外見から、何がわかりますか?

突然ですが、今は「自分らしさ」を表現できる時代だと思いますか。

とくにネットメディアでは自分らしさが大切な時代だと言われていますが、メディアや識者がいうような麗しい『自分らしさ』を尊重する社会になっているのでしょうか。

筆者の実感は、「違うかな」です。外見と中身を過度に結び付けて評価を下すことを許す社会の空気が人々の「らしさ」を阻んではいないでしょうか。

大学時代を振り返ると、一方的に性的な目で見られ、誘いを断ったら服装などの外見について理不尽な非難を浴びせられた経験があります。鮮やかな色の服は性に開放的な人だと捉えられる、とも言われました。周囲でも、一方的に友人の男性達に家に押しかけられ、性的な関係を迫られて拒絶したところ「じゃあそんな服装をするな」と怒られ、恐怖を感じたといった話を耳にしました。

恐ろしいことに、男性の知人が、「派手な服を着てるのにホテルに行くのを拒絶してきた女を引きずりこんだんだよね」と男女が混ざっている集まりで笑って話しだしたこともありました。自身はその場で問い詰めました。「その人は拒絶をしているのではないか」といったのに対し、「服装がそういうことが好きそうな女だと思った」「じゃあそんな服を着るなと思う」といった反論がかえってきました。泣いていたという話を聞き、拒絶し、泣くという明確な意思表示に目をつぶり外見から受けた印象を盾にとる姿に強い疑問を抱きました。それ以降、その人には会っていませんが、友人の間やサークル活動などの身近な世界にも、こういった風潮は潜んでいるのだと思います。

パブリックな空間で活動するKPOPアイドルへのコメント欄でも同じく、過度な外見からの評価を感じます。他メンバーと同じような衣装にもかかわらず、曲線的な体型をしている特定のメンバーにのみ性的なコメントが届いています。アダルトな内容をまとめるインターネットアカウントにもパフォーマンス動画が転載されています。Instagramの私服がノースリーブであるだけでセクシャルなことを好んでいる女だ、というコメントがSNS上であがります。こうした光景ははっきり言って異常です。そういったコメントが積み重なり、ダンスパフォーマンスや衣装表現を変えるべきという方向に向かえば、当事者の活動は制限されてしまいます。
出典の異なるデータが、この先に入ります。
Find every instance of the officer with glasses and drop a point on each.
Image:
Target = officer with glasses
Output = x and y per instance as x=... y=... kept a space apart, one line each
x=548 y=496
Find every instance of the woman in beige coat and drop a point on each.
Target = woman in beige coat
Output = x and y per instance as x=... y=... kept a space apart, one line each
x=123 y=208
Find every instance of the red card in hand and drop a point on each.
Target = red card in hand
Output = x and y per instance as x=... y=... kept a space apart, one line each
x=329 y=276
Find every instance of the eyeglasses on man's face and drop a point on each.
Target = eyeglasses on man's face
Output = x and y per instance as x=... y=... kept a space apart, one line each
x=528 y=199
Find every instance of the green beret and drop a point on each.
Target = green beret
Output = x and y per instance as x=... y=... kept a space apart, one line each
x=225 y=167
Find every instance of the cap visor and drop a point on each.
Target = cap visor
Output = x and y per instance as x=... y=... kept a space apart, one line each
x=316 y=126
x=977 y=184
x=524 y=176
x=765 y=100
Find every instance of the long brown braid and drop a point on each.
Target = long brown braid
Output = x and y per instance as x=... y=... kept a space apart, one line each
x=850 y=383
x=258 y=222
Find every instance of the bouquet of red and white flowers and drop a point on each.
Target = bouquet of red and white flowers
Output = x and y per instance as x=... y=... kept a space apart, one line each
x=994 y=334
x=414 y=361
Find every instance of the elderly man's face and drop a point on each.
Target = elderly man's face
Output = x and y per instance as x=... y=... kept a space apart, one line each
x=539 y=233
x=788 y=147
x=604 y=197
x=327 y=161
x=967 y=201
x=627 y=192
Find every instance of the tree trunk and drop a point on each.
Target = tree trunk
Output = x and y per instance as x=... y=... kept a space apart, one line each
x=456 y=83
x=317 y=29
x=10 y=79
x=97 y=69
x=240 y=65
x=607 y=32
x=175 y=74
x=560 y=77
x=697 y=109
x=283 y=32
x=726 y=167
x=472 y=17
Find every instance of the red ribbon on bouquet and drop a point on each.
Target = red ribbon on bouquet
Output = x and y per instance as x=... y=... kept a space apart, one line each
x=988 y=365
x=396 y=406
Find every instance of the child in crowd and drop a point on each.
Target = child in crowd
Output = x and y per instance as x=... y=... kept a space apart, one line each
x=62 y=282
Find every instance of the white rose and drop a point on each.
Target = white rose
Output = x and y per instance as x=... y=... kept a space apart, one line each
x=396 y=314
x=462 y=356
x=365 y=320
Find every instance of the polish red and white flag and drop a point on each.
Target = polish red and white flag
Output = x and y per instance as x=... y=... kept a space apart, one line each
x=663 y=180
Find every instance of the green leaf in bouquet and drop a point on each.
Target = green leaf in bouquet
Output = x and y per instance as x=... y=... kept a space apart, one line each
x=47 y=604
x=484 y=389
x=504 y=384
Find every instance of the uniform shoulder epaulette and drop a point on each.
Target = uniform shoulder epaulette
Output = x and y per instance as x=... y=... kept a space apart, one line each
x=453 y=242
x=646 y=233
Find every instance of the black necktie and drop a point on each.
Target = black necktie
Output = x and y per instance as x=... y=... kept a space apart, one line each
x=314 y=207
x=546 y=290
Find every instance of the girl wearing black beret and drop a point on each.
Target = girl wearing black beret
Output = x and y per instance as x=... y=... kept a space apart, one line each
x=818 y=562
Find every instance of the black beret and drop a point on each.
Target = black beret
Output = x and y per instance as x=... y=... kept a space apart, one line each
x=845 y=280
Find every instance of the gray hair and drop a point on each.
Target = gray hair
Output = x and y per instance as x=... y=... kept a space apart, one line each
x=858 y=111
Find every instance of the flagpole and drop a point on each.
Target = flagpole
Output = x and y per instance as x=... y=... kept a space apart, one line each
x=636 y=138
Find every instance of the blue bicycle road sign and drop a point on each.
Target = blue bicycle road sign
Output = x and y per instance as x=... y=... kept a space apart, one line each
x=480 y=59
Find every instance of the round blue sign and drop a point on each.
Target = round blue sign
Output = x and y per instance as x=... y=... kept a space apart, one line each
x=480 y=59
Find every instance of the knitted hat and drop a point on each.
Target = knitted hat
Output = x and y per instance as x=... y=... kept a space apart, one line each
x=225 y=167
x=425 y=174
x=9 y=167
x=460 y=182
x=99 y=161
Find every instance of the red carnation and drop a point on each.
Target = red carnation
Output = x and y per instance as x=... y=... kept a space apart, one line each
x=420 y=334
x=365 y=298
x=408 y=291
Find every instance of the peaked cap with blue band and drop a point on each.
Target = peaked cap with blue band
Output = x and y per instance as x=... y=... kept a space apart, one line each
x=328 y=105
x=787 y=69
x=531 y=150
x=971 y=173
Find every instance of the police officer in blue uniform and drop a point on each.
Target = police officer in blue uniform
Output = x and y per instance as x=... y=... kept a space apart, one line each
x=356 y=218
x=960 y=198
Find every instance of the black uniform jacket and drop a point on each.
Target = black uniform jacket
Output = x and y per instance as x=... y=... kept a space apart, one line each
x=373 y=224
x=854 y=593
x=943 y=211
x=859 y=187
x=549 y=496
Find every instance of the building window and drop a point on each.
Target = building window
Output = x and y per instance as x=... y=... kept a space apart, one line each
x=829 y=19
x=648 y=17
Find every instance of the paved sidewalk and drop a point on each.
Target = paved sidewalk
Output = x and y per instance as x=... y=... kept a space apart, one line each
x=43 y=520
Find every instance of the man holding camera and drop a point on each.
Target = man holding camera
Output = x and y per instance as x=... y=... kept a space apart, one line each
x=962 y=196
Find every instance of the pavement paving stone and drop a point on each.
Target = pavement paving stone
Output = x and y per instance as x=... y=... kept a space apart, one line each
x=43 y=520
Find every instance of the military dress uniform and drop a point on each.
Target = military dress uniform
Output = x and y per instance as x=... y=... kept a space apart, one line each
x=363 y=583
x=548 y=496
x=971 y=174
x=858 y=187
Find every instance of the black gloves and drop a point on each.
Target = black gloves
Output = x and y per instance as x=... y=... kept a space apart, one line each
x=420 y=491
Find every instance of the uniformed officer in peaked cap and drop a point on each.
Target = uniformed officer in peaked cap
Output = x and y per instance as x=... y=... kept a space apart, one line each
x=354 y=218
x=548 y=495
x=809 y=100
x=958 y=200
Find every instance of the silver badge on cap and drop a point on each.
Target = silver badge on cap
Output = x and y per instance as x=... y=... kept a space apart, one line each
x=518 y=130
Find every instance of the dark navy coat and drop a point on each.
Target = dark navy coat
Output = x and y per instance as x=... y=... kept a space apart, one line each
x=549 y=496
また、近年問題となっている陸上競技の盗撮問題。自身が応援している選手が以前、インターネット上での性的な誹謗中傷をやめるようにInstagramでお願いをしていました。寄せられた中傷では、「こんな格好をする競技をやる時点で、性的な目で見られるのを楽しんでいる」という暴論まで目にしました。

「そんな服をするな」「嫌なら競技をやるな」。責任転嫁をするように怒られた女性は、自己否定感に悩まされます。自身も髪型を男性のようにし、肌が一切見えない服を着るべきかと模索した時期もありました。ですが、一方的な外見の評価を気にし、好きなスタイルを手放すことはおかしい。幼い頃から大好きな本、音楽と同じくらい自分を支えているのは好きな服装です。

小田急線殺傷事件では、「勝ち組そうに見える女性を殺したかった」と犯人が言っていました。外見から勝手に内面を想像され、殺害される危険があるなんて考えられません。こういった事件は以前から海外でも問題となっています。インターネット上では「ステイシー(性的であり、人生を奔放に楽しんでいる女性)を殺した」と人生を楽しんでいるように<見える>女性の殺害を称賛するコミュニティさえ存在します。性的な観点から、被害を被っても仕方ないと断定された女性達は本当に「勝ち組女性」で性にふしだらなのですか。実際に彼女達の話を聞いたのでしょうか。

一定の自衛が必要だという意見もあるかもしれません。しかし服の印象は個人の体型に依るところも大きいのです。「性的に見せないために」と曲線的な体型のアイドルは他メンバーの衣装よりも制限されるのでしょうか。過剰に男性的な服装をすることで自衛するというのは、弥縫策に過ぎないと思います。

好きなことを周りの反応を気にすることなく表現できる、胸を張れる。こういった社会の空気があって初めて「その人らしさ」を尊重しあえる環境になると思います。

今のところ、ただ不快に感じたことを言葉にし、文字に綴ることしかできません。しかし、こういった問題を取り上げ続けることが、性別に関係なく、特定の集団や人物への偏見や差別を防ぐことに繋がると信じています。